To have a proper discourse on this topic, it is of foremost importance to have a thorough knowledge about GST. Firstly, we must consider the effect of GST on our nation, and then only we can evaluate its impact on money transfer in foreign countries.
What exactly is GST?
Levied from 1st July 2017 GST is an indirect tax which replaces all other taxes incurred by both the state and central governments. It is applicable to all goods and services throughout India. Under this taxation, some of the products would be available at a much cheaper rate whereas some would become really expensive. In seventy years of independence, this is the biggest tax reformation that India witnesses.
How was money transferred before the introduction of GST?
Now, who does not enjoy international remittance? All of us would love to see our bank accounts being filled from money earned abroad by our family members or relatives. No doubt the beneficiary takes the privilege of the benefit. But with the introduction of GST in the country, there are several factors to take note of and understand before making an exchange. A person remitting money to India can either send direct cash or credit the amount to the receiver’s account. Now when you receive the money here in cash, what you have to do is to call up the distribution agency and inform them. Again when it comes to receiving the amount via bank, a call has to be made to the distribution agency after which the sent amount is credited to the receiver’s account.
What happened after initiating GST?
With its initiation, one thing has been made very clear that for any kind of service, a Service tax would be levied upon the procedure. Therefore, even this conversion of one currency into another is accountable as a service provided by the Banks and Foreign Exchange Dealers. Therefore, one must pay the Service tax on Foreign Exchange conversion.

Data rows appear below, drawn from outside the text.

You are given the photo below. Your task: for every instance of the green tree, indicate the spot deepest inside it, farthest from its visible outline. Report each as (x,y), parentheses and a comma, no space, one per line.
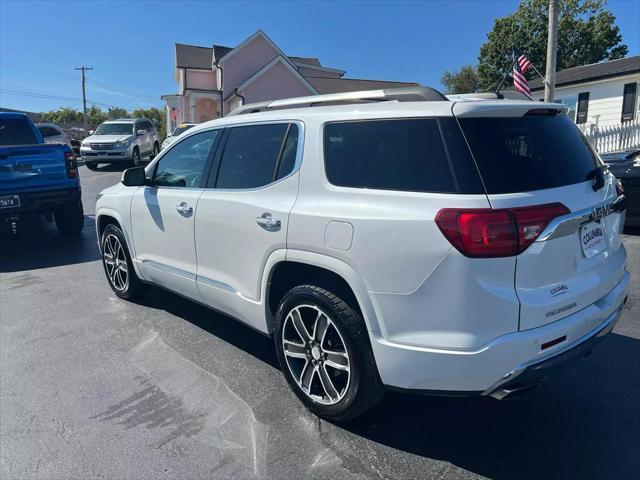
(62,115)
(465,80)
(156,115)
(116,112)
(586,34)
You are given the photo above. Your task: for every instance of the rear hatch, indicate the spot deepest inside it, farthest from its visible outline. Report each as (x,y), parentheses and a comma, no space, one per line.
(536,156)
(33,167)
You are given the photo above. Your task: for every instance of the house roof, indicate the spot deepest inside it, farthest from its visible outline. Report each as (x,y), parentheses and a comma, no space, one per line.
(306,60)
(595,71)
(192,56)
(339,85)
(219,51)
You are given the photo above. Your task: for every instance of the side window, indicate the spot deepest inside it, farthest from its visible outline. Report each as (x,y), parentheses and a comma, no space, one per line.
(184,164)
(289,151)
(48,132)
(403,155)
(257,155)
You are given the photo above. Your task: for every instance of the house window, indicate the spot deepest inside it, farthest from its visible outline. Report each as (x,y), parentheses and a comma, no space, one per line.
(583,107)
(570,101)
(629,102)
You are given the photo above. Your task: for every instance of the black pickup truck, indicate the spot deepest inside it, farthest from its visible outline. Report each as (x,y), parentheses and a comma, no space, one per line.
(36,178)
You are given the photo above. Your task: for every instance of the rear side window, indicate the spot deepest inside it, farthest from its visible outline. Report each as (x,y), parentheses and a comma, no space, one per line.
(16,131)
(405,155)
(257,155)
(528,153)
(48,132)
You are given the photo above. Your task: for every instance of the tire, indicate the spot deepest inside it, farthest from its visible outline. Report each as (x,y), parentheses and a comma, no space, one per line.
(117,265)
(324,354)
(155,152)
(135,157)
(69,218)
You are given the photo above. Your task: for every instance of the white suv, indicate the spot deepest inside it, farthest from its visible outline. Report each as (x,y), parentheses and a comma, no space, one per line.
(392,238)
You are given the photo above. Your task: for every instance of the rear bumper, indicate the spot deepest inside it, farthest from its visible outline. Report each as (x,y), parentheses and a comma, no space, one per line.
(516,356)
(41,202)
(529,375)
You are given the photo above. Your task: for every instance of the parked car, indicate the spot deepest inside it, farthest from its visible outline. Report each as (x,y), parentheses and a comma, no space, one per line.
(126,140)
(626,167)
(53,134)
(37,178)
(464,247)
(181,128)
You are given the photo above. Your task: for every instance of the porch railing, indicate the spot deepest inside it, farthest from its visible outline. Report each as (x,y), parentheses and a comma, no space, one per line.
(612,138)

How does the implementation of GST works?
When sent via bank, the remitting bank or money transferring organization sends the fund to the receiver’s bank which again transfers the money specifically to that person’s account. Here, although a service is provided – no extra GST is attached. Therefore, the people receiving the money do not have to bear the burden of GST. The GST is levied upon the remitting bank or money transferring organization which again burdens up the sender with the tax.
The rate of GST is 18%, either monthly or at a particular interval – as decided upon by the two of them. However, in the case of direct cash transfer – the rules become a bit different. Here, in this case, an agent who is from non – banking financial institutions and does not fall under strict laws of the bank first pays the money to the beneficiary and then sends an invoice to the remitting bank of money transferring organization. One thing is very clear that there is no GST levied on the beneficiary for foreign exchange that is inward. Earlier, for this procedure, the rate of the Service Tax was 15.50% and now the GST is rated at 18%.
Larger view on the impact
It has not even been a month since this new taxation has begun, therefore its long run impact is yet to observe and then judged. GST, for now, is just a step taken towards a developing direction that is hoped to improve India’s economy. It’s foreign money transfer regulations are quite sorted and simple to follow by people at both the ends. Therefore, an altogether acceptance is required for its success.